El Gobierno se inclina a recurrir la polémica tasa por un doble motivo. A su entender, ésta atenta contra el principio de igualdad e invade aspectos de la regulación del acceso a la sanidad que la Constitución reserva a la legislación básica del Estado (art. 149.1.16). A la luz de lo dicho más arriba, lo primero es cuando menos discutible. Lo segundo lo es menos. Y puesto que la tasa sobre las recetas invade un ámbito particularmente sensible de las competencias estatales, la decisión de recurrirla resulta perfectamente comprensible. Pero hay que decir también dos cosas. Primera, que para una vez que algunas comunidades no se esconden detrás del Estado a la hora de tomar decisiones desagradables, es una lástima tener que llevarlas al Tribunal Constitucional.
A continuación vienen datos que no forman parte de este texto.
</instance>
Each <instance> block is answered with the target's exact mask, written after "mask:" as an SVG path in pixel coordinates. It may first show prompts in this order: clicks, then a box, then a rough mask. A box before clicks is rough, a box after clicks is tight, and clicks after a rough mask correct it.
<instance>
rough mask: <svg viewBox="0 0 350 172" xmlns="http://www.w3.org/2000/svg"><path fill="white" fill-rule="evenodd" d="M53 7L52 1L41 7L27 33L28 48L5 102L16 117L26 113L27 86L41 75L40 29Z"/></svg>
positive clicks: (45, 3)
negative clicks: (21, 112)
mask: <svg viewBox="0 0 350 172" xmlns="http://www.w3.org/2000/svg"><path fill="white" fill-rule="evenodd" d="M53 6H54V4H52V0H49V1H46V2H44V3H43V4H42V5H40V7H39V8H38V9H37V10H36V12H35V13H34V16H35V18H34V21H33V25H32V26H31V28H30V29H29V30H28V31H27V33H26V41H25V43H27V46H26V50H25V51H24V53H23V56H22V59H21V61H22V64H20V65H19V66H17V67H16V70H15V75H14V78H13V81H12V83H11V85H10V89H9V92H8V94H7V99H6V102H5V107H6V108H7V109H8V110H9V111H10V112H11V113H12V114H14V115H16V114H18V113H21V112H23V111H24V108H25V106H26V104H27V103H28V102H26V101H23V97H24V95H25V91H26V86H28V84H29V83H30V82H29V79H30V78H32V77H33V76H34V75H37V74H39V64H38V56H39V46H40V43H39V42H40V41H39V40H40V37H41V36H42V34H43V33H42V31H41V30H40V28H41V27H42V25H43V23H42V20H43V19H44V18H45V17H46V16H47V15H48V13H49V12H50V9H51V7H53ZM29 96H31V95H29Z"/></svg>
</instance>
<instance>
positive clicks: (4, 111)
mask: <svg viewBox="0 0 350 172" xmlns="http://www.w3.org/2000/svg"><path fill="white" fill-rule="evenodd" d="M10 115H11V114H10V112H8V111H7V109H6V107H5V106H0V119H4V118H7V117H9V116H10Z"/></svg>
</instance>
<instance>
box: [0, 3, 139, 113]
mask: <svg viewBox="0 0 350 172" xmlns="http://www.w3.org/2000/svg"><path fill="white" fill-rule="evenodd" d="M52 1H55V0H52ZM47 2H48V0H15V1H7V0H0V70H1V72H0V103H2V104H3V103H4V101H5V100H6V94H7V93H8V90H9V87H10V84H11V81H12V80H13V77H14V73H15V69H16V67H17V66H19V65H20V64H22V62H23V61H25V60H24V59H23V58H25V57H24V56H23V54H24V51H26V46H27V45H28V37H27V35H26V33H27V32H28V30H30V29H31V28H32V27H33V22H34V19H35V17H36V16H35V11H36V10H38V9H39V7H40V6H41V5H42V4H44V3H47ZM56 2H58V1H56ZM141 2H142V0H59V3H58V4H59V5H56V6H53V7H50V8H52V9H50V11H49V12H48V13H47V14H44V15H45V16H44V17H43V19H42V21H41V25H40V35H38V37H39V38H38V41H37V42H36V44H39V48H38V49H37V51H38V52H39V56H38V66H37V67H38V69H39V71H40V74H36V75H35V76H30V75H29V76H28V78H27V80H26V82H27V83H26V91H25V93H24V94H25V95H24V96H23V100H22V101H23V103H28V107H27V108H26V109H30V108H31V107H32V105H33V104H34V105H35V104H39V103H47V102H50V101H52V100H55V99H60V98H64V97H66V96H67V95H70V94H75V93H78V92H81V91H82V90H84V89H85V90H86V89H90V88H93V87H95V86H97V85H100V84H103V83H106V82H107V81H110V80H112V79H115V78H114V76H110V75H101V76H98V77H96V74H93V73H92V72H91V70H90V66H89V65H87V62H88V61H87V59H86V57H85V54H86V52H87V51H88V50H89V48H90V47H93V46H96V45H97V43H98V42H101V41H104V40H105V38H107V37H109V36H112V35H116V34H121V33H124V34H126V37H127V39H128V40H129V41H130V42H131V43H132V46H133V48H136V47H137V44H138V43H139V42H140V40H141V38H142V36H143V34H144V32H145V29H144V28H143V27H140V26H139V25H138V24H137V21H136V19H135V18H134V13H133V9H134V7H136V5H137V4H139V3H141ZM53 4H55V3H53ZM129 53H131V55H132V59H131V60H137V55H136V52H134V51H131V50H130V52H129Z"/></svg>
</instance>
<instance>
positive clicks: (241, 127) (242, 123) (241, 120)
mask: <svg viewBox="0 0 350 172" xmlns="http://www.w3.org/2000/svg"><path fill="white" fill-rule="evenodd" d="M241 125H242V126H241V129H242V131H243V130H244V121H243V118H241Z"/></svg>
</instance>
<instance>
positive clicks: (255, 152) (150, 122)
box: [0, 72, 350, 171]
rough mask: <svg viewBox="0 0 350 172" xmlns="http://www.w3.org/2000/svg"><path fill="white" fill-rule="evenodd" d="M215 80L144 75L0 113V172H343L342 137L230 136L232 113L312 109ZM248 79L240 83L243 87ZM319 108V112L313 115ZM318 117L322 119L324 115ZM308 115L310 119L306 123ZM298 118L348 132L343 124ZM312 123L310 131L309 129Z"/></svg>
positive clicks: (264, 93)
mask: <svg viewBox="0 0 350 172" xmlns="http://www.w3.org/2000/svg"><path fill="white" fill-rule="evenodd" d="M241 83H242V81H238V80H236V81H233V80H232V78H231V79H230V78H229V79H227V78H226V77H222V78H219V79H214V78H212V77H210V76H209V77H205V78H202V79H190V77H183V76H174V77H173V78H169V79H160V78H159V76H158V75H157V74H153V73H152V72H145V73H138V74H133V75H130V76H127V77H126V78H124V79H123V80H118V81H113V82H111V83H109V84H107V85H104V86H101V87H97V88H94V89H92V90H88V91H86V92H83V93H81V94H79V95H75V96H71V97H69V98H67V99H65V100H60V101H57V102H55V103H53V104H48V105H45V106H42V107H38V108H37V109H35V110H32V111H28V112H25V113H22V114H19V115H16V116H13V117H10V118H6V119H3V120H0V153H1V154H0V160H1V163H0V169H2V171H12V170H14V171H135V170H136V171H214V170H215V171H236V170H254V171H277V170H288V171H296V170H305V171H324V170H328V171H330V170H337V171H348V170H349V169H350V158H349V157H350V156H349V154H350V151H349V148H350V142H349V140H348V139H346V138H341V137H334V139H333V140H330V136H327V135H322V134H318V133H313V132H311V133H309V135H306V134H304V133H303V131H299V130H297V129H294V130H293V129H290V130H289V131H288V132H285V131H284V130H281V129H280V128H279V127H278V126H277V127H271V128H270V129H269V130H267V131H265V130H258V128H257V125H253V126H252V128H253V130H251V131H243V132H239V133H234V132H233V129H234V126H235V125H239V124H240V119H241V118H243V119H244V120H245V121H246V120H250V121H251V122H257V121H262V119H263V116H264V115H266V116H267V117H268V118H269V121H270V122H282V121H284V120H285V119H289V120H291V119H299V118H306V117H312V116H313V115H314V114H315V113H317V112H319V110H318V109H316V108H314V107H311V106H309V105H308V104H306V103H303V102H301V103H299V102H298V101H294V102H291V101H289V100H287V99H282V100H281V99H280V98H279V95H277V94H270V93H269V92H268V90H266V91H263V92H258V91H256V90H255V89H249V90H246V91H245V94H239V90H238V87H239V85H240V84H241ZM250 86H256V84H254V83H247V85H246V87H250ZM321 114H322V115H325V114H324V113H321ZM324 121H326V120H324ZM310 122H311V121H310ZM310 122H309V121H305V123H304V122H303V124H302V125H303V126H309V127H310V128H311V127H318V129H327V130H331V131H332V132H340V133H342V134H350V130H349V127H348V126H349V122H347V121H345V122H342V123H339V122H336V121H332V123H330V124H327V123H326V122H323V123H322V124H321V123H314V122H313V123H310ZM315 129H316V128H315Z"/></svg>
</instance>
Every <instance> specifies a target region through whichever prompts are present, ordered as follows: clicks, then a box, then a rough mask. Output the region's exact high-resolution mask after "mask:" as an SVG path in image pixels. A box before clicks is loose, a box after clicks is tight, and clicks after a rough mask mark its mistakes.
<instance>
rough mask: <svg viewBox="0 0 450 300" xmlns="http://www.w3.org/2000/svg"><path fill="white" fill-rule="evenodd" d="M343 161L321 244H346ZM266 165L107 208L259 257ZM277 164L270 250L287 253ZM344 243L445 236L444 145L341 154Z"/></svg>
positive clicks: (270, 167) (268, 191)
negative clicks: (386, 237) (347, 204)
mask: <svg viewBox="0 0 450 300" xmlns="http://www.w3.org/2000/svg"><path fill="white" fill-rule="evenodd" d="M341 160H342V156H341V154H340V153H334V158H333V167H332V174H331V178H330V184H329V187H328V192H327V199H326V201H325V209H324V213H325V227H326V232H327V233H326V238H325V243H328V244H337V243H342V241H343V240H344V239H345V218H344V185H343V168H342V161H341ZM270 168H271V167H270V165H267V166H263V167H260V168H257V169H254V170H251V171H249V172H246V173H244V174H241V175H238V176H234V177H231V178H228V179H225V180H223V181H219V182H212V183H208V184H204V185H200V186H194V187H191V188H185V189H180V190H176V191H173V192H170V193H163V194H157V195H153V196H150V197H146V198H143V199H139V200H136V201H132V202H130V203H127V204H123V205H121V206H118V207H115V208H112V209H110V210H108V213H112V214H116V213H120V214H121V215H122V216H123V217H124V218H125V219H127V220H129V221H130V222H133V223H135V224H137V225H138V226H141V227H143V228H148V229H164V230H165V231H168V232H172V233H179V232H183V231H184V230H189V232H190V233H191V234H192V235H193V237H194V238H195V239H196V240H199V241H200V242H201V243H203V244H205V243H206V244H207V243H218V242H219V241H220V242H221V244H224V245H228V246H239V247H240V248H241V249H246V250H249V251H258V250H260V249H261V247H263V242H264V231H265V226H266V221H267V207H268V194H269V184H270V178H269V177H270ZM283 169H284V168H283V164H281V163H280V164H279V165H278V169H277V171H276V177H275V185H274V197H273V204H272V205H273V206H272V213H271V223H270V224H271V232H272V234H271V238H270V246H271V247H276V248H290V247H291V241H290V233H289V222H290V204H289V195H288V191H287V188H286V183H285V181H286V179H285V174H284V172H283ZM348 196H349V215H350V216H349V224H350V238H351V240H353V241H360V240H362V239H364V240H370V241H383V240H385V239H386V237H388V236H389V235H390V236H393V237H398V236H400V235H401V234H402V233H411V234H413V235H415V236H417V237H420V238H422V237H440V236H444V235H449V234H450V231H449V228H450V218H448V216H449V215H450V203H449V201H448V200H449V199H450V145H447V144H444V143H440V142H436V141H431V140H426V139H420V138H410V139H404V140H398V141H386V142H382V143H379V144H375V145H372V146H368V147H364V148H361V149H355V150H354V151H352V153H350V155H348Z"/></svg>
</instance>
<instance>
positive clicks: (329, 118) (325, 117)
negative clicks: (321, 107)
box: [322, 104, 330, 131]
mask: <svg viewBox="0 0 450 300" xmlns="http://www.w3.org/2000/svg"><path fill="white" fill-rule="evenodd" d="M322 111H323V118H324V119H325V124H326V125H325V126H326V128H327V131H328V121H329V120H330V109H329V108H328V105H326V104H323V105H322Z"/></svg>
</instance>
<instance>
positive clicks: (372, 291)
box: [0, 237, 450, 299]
Y segunda, que no parece razonable que la normativa básica estatal (a diferencia de lo que ocurre en otras áreas como la educación no obligatoria) no ofrezca a las comunidades autónomas ningún margen de actuación en materia de copago sanitario, privándolas así de una herramienta para la gestión de una de sus principales competencias que puede resultar muy útil por su potencial recaudatorio y por su capacidad de incidir sobre la demanda.

Una posible solución del conflicto pasaría por la retirada de la tasa en combinación con una reforma de la legislación básica del Estado que otorgue a las comunidades autónomas una cierta capacidad normativa sobre los instrumentos naturales de copago sanitario, como son las posibles tasas por visita médica y el porcentaje del coste de los medicamentos y servicios auxiliares que el paciente ha de pagar en función de sus circunstancias y su renta. Los cambios necesarios deberían coordinarse con la reforma del sistema de financiación regional, integrando los ingresos por copago (sanitario y de otros tipos) en el sistema y tratándolos de la misma forma que a los ingresos tributarios propiamente dichos. En particular, debería calcularse una recaudación normativa para los instrumentos de copago que aproxime los ingresos que se habrían obtenido por esta vía aplicando criterios uniformes en todas las regiones. Ésta sería la magnitud que se utilizaría a efectos de los cálculos del sistema, protegiendo así a las comunidades con menor potencial recaudatorio vía tasas, que recibirían más transferencias complementarias para cubrir sus necesidades de gasto. Las comunidades autónomas tendrían libertad para modificar al alza o a la baja sus tarifas, posiblemente dentro de ciertos límites fijados por el Consejo Interterritorial del Sistema Nacional de Salud o por la conferencia sectorial que corresponda en cada caso, pero siempre asumiendo íntegramente las consecuencias presupuestarias de tales decisiones.

La reforma del sistema de financiación sería también la vía más natural y efectiva para encauzar la loable preocupación del ejecutivo por un principio de igualdad que nunca se ha aplicado de forma satisfactoria en la práctica. Como ya he defendido en estas mismas páginas, uno de los objetivos centrales de una reforma que comienza a ser urgente ha de ser la de reducir las grandes diferencias que ahora existen entre comunidades autónomas en términos de financiación por habitante ajustado. Si además se consigue iniciar un proceso gradual de reducción de los privilegios económicos de los que disfrutan los territorios forales, la cosa ya sería para nota.

Ángel de la Fuente es investigador en el Instituto de Análisis Económico, CSIC.